Here’s a little example of why you should be very cautious about implementing undocumented discoveries. If you take a look at the view v$sql_hints in 11.2.0.4 you’ll discover a hint (no_)cluster_by_rowid; and if you look in v$parameter you’ll discover two new parameters _optimizer_cluster_by_rowid and _optimizer_cluster_by_rowid_control.

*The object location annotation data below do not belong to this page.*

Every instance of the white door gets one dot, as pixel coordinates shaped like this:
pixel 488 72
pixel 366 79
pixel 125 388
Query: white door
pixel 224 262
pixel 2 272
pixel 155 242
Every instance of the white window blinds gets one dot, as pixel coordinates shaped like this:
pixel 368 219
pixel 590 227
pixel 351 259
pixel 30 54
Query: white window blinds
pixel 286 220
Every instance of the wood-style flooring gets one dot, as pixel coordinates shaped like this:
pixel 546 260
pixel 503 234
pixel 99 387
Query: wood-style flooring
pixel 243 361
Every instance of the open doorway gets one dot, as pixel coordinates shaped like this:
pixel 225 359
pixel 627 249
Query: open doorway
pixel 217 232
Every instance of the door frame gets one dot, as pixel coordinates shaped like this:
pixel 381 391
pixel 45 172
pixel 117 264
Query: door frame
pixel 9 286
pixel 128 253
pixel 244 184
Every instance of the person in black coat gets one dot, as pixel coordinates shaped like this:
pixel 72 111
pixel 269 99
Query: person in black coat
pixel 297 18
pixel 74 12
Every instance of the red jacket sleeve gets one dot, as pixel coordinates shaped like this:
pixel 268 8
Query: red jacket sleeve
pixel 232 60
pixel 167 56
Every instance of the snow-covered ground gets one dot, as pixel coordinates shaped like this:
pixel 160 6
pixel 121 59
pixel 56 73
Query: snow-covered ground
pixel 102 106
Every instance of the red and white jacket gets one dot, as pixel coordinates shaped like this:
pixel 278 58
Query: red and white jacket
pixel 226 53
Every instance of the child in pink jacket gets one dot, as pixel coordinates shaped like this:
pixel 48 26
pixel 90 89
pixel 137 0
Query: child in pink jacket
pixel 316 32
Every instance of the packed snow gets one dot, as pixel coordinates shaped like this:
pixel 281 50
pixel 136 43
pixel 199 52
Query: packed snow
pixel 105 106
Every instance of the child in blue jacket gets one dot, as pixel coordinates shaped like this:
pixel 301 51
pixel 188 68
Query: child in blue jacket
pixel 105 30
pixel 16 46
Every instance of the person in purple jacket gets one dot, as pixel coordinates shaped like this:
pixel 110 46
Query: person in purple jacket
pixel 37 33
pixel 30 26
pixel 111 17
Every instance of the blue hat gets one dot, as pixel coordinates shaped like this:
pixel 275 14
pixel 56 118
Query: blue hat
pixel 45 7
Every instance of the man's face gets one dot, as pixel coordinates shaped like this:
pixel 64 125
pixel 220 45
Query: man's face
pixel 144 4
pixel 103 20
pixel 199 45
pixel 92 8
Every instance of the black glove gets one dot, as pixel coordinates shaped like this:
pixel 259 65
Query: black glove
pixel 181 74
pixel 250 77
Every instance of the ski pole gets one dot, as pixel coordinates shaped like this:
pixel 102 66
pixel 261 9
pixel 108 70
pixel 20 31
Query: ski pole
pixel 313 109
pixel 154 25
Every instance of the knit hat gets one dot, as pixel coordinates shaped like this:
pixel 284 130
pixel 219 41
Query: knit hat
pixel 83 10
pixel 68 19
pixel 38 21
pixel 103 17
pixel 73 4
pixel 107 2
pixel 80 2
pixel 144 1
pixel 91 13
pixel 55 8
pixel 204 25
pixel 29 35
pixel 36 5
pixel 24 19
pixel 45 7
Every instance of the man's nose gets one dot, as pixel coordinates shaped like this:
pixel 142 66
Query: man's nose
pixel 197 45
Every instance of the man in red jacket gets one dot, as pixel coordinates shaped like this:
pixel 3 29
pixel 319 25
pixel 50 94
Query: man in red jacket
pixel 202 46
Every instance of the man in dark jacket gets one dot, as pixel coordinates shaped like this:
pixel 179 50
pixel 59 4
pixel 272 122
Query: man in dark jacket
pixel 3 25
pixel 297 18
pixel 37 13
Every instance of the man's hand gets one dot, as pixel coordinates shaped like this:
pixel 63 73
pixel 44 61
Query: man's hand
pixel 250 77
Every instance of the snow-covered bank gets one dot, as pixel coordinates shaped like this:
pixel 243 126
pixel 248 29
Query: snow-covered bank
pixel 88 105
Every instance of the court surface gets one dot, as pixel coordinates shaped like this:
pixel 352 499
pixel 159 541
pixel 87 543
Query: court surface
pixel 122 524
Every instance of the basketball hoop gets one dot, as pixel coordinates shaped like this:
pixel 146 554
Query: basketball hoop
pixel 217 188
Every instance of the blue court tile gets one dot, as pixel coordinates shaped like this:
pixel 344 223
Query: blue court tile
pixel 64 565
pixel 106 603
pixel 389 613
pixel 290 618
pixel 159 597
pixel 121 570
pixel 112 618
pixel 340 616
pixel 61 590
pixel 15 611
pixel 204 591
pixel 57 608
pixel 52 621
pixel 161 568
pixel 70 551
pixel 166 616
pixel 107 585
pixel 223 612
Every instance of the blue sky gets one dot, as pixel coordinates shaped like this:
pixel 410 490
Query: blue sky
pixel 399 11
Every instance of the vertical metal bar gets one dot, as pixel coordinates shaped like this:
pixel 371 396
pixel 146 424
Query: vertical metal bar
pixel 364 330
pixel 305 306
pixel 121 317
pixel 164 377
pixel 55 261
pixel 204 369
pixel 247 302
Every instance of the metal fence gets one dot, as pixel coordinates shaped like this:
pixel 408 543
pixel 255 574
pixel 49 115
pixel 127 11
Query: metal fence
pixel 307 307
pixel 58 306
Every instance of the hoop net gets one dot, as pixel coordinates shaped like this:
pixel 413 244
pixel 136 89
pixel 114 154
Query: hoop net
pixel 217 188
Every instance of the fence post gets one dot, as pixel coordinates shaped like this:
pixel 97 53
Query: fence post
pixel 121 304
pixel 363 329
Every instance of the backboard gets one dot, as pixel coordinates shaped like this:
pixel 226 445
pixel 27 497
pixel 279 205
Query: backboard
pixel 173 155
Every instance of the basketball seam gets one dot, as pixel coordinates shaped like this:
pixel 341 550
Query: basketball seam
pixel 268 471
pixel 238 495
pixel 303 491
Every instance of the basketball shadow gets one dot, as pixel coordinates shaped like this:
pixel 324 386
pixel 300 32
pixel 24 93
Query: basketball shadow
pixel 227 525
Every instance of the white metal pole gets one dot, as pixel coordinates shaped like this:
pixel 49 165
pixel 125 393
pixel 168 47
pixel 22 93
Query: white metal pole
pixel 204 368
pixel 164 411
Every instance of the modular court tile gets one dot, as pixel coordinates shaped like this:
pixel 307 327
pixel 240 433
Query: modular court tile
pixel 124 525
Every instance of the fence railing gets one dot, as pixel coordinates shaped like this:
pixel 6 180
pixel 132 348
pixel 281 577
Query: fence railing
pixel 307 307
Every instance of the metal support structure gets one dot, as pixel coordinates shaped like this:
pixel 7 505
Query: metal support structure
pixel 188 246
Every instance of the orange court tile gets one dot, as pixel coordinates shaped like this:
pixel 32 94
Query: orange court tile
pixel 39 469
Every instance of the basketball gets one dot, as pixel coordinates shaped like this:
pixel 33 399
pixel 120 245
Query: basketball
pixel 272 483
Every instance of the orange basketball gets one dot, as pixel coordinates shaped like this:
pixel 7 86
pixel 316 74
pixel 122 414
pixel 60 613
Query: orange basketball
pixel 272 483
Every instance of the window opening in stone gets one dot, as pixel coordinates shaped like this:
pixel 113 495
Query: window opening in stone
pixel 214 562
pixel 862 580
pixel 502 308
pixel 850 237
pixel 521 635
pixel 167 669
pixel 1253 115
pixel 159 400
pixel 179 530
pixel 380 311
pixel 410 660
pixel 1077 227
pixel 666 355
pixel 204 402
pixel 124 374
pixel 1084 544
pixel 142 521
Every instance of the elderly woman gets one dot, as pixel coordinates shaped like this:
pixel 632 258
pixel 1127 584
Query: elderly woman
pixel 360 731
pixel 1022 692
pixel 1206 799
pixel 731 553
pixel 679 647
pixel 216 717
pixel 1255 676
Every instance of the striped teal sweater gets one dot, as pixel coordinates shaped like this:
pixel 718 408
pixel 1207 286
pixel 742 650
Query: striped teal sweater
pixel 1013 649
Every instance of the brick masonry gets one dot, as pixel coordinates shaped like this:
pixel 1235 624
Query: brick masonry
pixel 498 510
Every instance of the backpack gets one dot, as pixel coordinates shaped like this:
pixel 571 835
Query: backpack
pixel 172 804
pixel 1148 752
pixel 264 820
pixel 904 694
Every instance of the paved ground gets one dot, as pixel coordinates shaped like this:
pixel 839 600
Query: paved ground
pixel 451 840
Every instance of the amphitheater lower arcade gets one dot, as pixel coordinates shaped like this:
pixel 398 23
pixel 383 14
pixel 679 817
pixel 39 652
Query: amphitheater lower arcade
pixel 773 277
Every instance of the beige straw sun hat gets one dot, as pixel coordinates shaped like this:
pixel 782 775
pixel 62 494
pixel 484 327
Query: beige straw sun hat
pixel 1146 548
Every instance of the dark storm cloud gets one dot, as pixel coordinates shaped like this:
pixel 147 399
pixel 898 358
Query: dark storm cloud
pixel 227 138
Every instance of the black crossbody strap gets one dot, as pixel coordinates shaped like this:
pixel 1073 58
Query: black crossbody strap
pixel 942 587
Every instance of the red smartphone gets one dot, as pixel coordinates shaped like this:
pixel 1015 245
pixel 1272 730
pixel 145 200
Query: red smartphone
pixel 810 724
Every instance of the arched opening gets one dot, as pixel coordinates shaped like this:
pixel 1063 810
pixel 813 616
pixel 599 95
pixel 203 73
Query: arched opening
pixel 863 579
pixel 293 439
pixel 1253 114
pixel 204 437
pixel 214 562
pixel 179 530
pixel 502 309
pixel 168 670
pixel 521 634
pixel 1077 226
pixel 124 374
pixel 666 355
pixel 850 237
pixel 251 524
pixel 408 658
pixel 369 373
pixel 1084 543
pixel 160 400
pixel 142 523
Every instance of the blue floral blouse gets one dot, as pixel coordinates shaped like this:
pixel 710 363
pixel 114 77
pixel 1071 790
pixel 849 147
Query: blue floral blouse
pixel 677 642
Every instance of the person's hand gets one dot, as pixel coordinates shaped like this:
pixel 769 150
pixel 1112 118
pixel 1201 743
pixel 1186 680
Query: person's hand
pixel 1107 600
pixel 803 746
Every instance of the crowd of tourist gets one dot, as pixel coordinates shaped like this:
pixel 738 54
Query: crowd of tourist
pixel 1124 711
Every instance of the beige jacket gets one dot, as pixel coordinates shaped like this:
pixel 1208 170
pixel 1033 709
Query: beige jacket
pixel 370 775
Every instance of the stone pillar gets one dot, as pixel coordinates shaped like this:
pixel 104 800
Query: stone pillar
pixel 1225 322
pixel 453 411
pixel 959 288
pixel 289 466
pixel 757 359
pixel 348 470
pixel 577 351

It doesn’t take much imagination to guess that the parameters and hint have something to do with the costs of accessing compressed data by rowid on an Exadata system (see, for example, this posting) and it’s very easy to check what the hint does:
create table t1 as select rownum id, trunc(dbms_random.value(0,1000)) n1, trunc(dbms_random.value(0,1000)) n2, rpad('x',100,'x') padding from all_objects where rownum <= 10000 ; create index t1_i1 on t1(n1,n2); -- collect stats set autotrace on explain select /*+ index(t1) cluster_by_rowid(t1) */ id from t1 where n1 = 50 ;
I’ve created an index on the two randomly generated columns (n1, n2) and then forced Oracle to walk the index searching for n1 = 50. Because of the presence of n2 in the index the order in which Oracle will visit the rows will be randomised relative to the order in which they are stored in the table – but if I can get Oracle to sort the rowids into order before visiting the table I could (in theory) get a performance benefit from minimising the number of consistent gets I do (some will turn into “buffer is pinned count”), and in the Exadata case I could get a big improvement by ensuring that I decompressed each compression unit no more than once. That’s what the hint does – and to prove the point I can select the id column – if the rows are being visited in order of rowid then the output will be in order of id:
ID ---------- 198 681 1257 1318 5593 7094 7471 8048 8798 8855 9670 11 rows selected. --------------------------------------------------------------------- | Id | Operation | Name | Rows | Bytes | Cost | --------------------------------------------------------------------- | 0 | SELECT STATEMENT | | 10 | 80 | 12 | | 1 | TABLE ACCESS BY INDEX ROWID| T1 | 10 | 80 | 12 | | 2 | SORT CLUSTER BY ROWID | | 10 | | 2 | |* 3 | INDEX RANGE SCAN | T1_I1 | 10 | | 2 | --------------------------------------------------------------------- Predicate Information (identified by operation id): --------------------------------------------------- 3 - access("N1"=50)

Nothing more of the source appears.